BELL: Melissa Bell, CNN, Moscow.
(END VIDEOTAPE)
TAPPER: Also in our world lead, today marks three years since American Paul Whelan was falsely imprisoned by Russian authorities. Whelan, a former U.S. marine, was detained by visiting a Moscow hotel in December 2018, arrested on bogus espionage charges. Charges he vehemently denies. He was convicted and sentenced to 16 years in prison in June 2020 in a trial which U.S. officials denounced as completely unfair.
The U.S. State Department today marked this horrible anniversary saying in a statement that Whelan's release, as well as that of Trevor Reed, quote, remains of vital priority for the United States.

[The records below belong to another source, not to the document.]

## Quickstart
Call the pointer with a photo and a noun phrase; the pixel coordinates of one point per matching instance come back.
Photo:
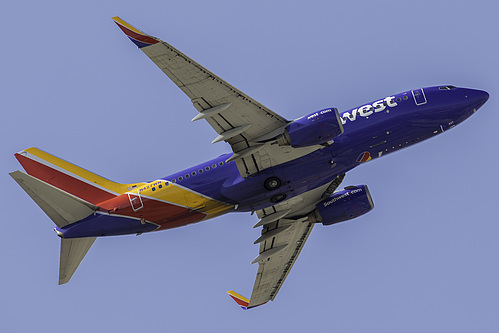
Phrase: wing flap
(286, 228)
(72, 253)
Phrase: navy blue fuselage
(370, 131)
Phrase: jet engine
(344, 205)
(314, 129)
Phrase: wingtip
(139, 38)
(242, 301)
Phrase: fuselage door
(135, 200)
(419, 96)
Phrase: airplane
(288, 172)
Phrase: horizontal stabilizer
(62, 207)
(241, 300)
(72, 253)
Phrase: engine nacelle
(314, 129)
(343, 206)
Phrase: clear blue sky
(425, 259)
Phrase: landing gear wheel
(272, 183)
(278, 197)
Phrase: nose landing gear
(272, 183)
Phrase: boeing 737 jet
(286, 171)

Coming up, it's not easy to find at-home rapid COVID tests. We're going to talk to one scientist who said she created a rapid test weeks after the pandemic started, but you know what? You still can't get it.
Stay with us.
(COMMERCIAL BREAK) [16:59:05]
TAPPER: Welcome to THE LEAD.
We start with our health lead and this dire warning. January is going to be a, quote, really, really hard month, as the omicron variant continues to explode. Those words coming from Brown University's Dr. Ashish Jha who says Americans should brace themselves, ourselves now, for many, many more COVID infections. While Dr. Jha notes most who are vaccinated and boosted will not get severe illness, that will not be true for many of the unvaccinated.

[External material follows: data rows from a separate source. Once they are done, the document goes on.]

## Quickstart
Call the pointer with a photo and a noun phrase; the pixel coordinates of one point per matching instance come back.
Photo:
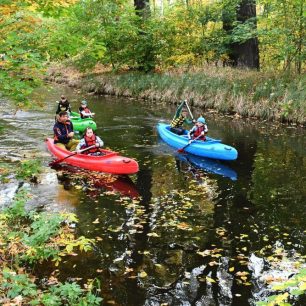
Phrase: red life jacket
(198, 132)
(90, 141)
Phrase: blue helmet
(201, 120)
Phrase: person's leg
(72, 144)
(61, 145)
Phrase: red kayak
(111, 162)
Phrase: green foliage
(21, 285)
(294, 287)
(30, 237)
(17, 209)
(29, 169)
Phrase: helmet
(201, 120)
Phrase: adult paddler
(63, 133)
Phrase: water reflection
(190, 163)
(95, 183)
(200, 232)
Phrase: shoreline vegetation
(232, 91)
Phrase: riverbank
(265, 96)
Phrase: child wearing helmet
(90, 139)
(199, 130)
(85, 111)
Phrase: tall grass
(247, 93)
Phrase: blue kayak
(211, 148)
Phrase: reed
(264, 95)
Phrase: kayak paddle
(182, 149)
(74, 153)
(189, 109)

Despite being nearly two years into this pandemic, scenes such as this one are still playing out across the country. This new video showing dozens of people waiting in a line that stretches around a strip mall in New Jersey. All of those individuals hoping to just get a COVID test.
Moments ago, Connecticut's governor announced that he is calling up nearly 100 national guard soldiers and airmen and women to help distribute COVID at-home tests and N95 masks over the next few weeks.
Today, there is new pushback as well after the CDC shortened the isolation period for some people who test positive from COVID from ten days to just five.